Aux confins du livre de contes et du livre pour bibliophiles, ce récit enchante, c’est le mot juste, par sa fantaisie et son sujet ! Il se passe en Egypte. Chaher, employé travaillant au ministère des Biens de mainmorte (qui gère à la fois les affaires religieuses au sens large et les biens religieux de mainmorte, soit des biens donnés pour faire œuvre d’utilité publique et inaliénables), est envoyé en mission à la bibliothèque de Kawkab Ambar, afin de faire un rapport sur elle. On comprend très vite avec lui que ce rapport n’est que pure formalité : les dés sont jetés, il est prévu que la bibliothèque soit détruite pour laisser place à une ligne de métro.

Chaher découvre cette bibliothèque hors du commun où aucun livre n’est répertorié, dans laquelle le système de rangement est audacieux (par année de donation !), où chaque livre se contente d’être rangé en fonction de celui qui le suit et celui qui le précède (le titre de ces deux livres, donc sa position dans la bibliothèque étant tout simplement indiqué à l’intérieur), ou par conséquent, c’est certain, le vol est légion. Que des sujets de scandale pour tout bibliothécaire qui se respecte !

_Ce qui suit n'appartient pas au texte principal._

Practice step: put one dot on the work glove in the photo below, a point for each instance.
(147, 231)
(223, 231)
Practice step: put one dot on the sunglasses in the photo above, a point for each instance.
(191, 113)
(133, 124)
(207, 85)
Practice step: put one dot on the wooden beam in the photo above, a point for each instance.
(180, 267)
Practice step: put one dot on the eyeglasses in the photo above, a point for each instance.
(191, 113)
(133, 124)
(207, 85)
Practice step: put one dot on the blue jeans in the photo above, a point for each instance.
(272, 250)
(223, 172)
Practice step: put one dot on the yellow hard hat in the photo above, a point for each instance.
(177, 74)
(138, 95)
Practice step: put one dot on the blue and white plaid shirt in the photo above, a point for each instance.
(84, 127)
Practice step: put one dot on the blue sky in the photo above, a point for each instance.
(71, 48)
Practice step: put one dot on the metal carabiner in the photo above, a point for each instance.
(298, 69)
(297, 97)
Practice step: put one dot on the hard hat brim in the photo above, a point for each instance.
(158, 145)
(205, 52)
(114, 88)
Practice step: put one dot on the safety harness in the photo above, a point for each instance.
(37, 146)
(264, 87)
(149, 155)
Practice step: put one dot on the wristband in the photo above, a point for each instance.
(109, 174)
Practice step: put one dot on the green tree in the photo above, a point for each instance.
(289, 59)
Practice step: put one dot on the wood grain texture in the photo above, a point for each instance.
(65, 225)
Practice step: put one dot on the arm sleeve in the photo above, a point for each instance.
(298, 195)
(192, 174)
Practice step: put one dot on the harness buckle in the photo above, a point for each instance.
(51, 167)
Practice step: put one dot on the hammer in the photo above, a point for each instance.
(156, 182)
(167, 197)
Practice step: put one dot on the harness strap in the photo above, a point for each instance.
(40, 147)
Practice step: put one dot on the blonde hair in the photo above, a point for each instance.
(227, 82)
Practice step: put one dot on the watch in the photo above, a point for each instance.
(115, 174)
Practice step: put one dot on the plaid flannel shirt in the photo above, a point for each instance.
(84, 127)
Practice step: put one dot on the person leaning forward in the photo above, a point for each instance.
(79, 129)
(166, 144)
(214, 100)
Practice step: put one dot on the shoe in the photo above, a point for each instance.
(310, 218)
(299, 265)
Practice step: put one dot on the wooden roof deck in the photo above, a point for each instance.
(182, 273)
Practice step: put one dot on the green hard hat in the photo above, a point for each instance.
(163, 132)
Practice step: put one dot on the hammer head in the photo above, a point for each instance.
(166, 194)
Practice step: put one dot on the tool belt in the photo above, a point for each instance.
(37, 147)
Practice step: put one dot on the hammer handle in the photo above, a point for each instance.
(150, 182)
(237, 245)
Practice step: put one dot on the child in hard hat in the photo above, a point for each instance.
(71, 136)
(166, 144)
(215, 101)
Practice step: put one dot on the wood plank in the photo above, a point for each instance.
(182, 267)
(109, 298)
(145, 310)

A la voix de Chaher alterne celle de Sayyid, un habitué de la bibliothèque, un érudit, avec lequel il se plaît à parler, et dont il découvre très vite que le lieu n’a pour lui aucun secret. A l’étonnement et à l’agacement devant ce désordre, face aux vols probables de livres, en total décalage avec la mission qu’il défend, succède, pour Chaher, la curiosité et l’attachement. Comme un apprivoisement, comme une lente initiation au plaisir de l’errance, à l’anarchie et à la désobéissance.

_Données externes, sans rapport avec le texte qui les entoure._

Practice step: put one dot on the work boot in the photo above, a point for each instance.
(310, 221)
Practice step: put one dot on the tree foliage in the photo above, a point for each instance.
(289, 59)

Puis au fil du récit s’égrènent les légendes, des digressions sur le plaisir de lire, sur ce qu’est ou doit être la traduction, et, en filigrane, sur l’Egypte aussi.

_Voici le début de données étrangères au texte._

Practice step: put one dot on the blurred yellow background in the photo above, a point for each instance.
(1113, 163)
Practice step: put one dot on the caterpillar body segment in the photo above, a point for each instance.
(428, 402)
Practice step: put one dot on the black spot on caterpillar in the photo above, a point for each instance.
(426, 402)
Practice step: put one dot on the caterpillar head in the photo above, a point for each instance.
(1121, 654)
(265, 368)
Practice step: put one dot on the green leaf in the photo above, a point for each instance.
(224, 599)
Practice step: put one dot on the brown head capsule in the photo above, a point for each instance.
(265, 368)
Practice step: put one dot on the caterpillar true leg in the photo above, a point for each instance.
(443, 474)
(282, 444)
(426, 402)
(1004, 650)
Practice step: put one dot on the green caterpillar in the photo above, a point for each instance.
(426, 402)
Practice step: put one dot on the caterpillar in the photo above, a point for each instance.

Ce livre parle donc de divers sujets ayant trait aux livres,  et cette « bibliothèque enchantée » en est la concentration ultime. « C’est donc là que l’on pourrait commencer à lire sans méthode ni contrainte ! Passant de livre en livre à l’intérieur d’une pièce, on n’en sortirait que lorsqu’on en aurait assez de lire. Certains habitués restent indéfiniment dans la même pièce, jusqu’à assouvir pleinement leur appétit » (p. 54). S’habituant peu à peu à ce lieu, Chaher y croise tous les habitués : Dr Sayyid évidemment, mais aussi Ali, qui décortique frénétiquement tous les livres à la recherche d’un mystérieux document ; ou encore « Jean le marcheur » un photographe de livres compulsif. Et puis il y a l’enchantement bien sûr ; le mystère de la bibliothèque, mais là, chut… laissons le lecteur en découvrir le secret avec Chaher.

Alors ce livre il est pour qui ? Pour ceux qui aiment se promener dans un autre payx, d’autres façons de vivre. Pour tous les amoureux des livres, des librairies, des bibliothèques, ceux qui ne peuvent s’empêcher d’y fourrer leur nez pour les sentir, ceux qui en aiment les mystères, ceux qui pensent que le livre est, aussi, un objet physique (et pas seulement des lettres remodelables et déplaçables à l’infini sur une liseuse ou un ordinateur). Pour les tactiles, les sensuels, les charnels. Pour ceux qui aiment le mystère, qui aiment se laisser entraîner dans un récit aux confins de la raison et du merveilleux. Pour les rêveurs.